City Attorney Tom Terpstra pointed out that the proposed hotel tax increase now being considered is one form of new revenue that would need to be placed on the November ballot.  He noted that currently the tax is set at 10 percent and could possibly go a little higher; saying not a great deal of revenue can be gleaned from that tax in Ripon.

Councilman Charlie Gay has opined that the city needs to look at other sources of income such as big box stores including the Walmart effort to locate in Ripon. It is a store that would have brought sales tax revenues into Ripon.

Gay said that the location Walmart wanted was not good. The councilman said that “things are different now – everything is on the table.”  He said that he feels the people of Ripon are not ready to endorse a tax or any raise in fees, suggesting that the city fathers need to look at any proposal by a developer.  “Maybe the city can collect the fees in a staggered manner,” he said.

Gay noted that one reason the council has delayed making a decision is that the numbers keep changing.  Winn said recently that the budget projections have been slowly moving upward  based on trends that appear to be starting to catch up with the deficit.
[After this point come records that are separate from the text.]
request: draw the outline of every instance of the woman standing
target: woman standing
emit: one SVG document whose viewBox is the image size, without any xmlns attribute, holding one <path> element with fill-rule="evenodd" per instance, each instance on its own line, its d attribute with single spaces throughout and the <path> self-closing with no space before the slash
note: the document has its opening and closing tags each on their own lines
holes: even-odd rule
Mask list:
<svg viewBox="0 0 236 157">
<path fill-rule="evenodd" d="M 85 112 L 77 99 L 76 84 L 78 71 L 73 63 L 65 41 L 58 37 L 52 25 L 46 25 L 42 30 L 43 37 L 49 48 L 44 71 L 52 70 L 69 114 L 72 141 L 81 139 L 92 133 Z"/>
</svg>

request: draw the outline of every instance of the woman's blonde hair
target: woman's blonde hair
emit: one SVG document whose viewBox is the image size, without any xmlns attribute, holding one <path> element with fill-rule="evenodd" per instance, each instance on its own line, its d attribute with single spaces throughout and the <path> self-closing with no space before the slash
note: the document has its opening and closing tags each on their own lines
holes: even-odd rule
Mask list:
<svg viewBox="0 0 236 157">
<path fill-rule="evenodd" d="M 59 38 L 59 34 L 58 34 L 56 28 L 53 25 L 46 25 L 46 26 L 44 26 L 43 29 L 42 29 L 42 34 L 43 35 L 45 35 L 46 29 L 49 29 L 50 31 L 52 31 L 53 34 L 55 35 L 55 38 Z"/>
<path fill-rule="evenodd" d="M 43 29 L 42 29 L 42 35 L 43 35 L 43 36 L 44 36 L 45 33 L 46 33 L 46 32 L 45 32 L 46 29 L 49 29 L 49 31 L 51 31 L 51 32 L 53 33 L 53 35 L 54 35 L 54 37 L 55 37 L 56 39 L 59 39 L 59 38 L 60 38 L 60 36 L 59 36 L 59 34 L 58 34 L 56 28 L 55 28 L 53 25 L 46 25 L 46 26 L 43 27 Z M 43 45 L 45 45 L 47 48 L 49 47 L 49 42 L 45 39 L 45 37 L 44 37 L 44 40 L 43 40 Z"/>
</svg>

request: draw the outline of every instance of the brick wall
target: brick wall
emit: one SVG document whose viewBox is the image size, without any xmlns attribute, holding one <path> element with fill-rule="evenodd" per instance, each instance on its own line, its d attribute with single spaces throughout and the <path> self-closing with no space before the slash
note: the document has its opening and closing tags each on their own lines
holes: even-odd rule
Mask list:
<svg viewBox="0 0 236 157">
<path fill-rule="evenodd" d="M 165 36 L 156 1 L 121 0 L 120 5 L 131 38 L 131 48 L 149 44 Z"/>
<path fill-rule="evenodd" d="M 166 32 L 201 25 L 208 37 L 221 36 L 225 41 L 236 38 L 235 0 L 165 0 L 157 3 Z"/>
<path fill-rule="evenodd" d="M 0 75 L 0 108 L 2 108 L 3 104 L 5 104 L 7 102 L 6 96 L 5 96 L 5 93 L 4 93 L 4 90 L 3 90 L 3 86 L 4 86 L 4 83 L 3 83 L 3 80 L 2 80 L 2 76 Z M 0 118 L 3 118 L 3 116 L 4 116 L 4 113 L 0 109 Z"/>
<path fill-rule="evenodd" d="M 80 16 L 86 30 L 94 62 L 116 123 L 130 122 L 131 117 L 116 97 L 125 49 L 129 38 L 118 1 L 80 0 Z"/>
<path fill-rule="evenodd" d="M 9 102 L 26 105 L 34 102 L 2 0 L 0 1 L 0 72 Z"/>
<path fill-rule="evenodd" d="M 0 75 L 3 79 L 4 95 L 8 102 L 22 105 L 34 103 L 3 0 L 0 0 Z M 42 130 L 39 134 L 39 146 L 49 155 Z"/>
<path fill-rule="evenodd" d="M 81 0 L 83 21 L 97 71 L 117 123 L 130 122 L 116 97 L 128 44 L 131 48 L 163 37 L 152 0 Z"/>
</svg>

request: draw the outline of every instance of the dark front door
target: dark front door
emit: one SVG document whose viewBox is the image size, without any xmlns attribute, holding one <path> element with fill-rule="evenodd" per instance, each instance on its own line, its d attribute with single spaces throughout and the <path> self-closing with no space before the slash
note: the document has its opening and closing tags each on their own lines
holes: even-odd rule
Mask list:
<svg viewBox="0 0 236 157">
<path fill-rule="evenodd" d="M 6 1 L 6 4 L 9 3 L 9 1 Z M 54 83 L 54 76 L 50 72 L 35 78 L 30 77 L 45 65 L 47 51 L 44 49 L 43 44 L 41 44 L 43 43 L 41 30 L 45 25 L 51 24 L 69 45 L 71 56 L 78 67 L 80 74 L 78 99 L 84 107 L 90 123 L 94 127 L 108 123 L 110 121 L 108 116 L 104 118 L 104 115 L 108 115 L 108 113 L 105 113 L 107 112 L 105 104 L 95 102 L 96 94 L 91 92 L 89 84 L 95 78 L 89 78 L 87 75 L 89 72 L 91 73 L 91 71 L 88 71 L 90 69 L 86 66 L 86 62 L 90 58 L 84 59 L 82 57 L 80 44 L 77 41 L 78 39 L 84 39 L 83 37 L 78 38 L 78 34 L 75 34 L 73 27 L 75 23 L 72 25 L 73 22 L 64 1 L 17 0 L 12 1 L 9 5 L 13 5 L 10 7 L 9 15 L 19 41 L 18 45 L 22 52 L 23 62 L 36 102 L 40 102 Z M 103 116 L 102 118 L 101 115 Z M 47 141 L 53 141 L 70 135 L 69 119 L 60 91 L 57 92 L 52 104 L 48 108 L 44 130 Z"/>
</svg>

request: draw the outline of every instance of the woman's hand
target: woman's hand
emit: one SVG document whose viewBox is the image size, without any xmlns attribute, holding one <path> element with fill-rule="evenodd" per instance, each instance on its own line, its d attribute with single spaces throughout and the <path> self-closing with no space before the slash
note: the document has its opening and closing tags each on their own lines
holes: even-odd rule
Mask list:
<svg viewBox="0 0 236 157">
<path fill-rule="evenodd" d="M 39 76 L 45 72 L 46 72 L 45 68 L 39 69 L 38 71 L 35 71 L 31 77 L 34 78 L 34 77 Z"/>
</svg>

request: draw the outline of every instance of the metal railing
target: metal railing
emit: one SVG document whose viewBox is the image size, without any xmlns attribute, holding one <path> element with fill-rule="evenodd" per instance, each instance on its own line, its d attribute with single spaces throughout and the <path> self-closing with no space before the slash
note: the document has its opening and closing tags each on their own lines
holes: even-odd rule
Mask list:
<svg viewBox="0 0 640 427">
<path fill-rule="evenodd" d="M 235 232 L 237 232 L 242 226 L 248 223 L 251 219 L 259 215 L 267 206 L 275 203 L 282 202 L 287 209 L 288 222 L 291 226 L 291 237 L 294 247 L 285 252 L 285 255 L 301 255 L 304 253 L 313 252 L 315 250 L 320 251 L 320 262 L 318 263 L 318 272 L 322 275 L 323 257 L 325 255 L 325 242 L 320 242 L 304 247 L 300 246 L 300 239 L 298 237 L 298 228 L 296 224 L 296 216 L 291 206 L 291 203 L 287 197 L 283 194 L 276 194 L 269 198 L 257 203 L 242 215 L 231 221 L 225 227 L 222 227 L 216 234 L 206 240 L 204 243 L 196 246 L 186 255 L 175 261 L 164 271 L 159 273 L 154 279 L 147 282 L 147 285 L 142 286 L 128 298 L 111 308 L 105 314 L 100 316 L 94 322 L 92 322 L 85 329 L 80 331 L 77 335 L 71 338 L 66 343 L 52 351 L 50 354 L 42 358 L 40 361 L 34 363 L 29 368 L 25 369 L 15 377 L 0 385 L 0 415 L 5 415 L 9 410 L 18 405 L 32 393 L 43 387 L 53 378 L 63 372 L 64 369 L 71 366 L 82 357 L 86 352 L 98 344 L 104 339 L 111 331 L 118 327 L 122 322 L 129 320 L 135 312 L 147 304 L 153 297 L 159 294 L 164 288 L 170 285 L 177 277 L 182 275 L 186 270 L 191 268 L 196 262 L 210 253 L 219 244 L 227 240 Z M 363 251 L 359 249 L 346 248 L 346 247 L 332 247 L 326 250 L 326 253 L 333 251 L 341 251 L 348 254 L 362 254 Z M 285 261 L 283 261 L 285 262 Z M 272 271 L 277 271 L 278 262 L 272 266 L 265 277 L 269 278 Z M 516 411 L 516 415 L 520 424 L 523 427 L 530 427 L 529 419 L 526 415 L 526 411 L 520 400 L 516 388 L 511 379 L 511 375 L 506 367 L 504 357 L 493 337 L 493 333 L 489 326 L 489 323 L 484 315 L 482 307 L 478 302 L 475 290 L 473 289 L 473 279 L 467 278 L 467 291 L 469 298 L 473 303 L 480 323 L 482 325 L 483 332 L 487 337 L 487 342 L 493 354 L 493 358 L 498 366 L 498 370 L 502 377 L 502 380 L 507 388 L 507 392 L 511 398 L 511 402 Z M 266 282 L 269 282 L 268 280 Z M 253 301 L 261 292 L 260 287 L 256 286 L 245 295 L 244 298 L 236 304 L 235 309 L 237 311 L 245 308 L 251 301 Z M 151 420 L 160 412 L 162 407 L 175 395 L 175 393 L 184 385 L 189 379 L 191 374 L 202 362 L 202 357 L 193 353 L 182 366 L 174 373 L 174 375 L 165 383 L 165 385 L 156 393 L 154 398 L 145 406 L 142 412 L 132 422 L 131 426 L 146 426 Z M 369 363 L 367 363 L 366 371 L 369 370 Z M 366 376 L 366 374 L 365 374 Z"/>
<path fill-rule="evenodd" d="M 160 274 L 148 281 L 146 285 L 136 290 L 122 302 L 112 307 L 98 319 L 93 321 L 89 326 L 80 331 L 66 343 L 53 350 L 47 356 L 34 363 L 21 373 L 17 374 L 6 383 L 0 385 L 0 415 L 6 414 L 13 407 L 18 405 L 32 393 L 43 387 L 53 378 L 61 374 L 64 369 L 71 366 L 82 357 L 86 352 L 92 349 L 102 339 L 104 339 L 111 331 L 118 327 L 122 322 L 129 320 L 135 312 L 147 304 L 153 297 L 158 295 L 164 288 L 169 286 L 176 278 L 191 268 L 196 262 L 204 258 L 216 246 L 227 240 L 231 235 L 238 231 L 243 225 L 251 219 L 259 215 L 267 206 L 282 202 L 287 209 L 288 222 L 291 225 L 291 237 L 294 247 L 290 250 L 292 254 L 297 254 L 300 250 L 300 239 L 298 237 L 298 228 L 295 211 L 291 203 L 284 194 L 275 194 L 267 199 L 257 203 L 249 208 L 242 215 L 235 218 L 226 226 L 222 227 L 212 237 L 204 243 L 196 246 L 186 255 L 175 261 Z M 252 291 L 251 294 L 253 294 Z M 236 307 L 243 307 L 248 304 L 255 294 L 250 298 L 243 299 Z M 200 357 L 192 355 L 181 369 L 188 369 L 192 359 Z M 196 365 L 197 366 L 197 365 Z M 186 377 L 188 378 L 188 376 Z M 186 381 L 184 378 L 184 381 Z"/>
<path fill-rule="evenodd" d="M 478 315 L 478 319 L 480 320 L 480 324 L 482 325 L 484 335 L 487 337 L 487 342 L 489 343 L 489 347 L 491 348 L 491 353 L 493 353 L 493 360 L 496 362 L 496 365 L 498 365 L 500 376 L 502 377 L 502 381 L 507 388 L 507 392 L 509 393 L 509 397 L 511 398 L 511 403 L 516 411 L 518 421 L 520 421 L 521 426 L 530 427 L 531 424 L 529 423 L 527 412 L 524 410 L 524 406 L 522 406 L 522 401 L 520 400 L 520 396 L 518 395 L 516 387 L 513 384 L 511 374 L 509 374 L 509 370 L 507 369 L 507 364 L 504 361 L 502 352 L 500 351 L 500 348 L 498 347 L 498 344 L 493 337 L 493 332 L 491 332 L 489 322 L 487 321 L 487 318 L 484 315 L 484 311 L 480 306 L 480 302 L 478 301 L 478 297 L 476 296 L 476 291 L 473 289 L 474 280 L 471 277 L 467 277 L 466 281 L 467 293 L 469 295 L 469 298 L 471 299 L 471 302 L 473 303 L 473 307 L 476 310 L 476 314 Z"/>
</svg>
City Administrator Leon Compton pointed out the general fund reserve account had dropped to $1.9 million as of the end of October.  He explained that there is $785,000 that had been transferred out of the general fund that could be transferred back.  The only other option to move funds would come from the General Mitigation Fee that contains about $5.4 million.  Some $4 million was used to pay for the new city hall complex, but $1.5 million could be transferred into the general fund with council action.

Another problem for the city comes from underwriting its own unemployment benefits.  The payout on a $30,000 salary amounts to $18,000.

The city has already increased the rental fees for the community center and the recreation program.  City employees have also been given more furlough days off with every department working to cut costs.  The contributions to the library, the swimming pool and the school crossing guard will not be adjusted until the next budget.

Mayor Winn said the determination as to which employees will be laid off relates directly to what will be the maximum benefit to the city.

The Public Works Department currently has eleven employees to care for nearly 20 parks on 90 acres of land.  Those workers also service Mistlin Sports Park and another 15 acres at the Jack Tone Road interchange.  Mayor Winn said they may have to mow the grass on a delayed schedule, close three or four parks and close half the tot lots.  “We may also have to dedicate the Jack Tone area to Caltrans,” he said.

Councilman Garry Krebbs had told councilmen at the December meeting that he felt enhancing the revenue would do nothing for the current problem.  “There is no big box store being built anywhere now.  Any new money coming in won’t be seen until the later 2010 or 2011.  What do we do to make payroll in 2010?” he queried.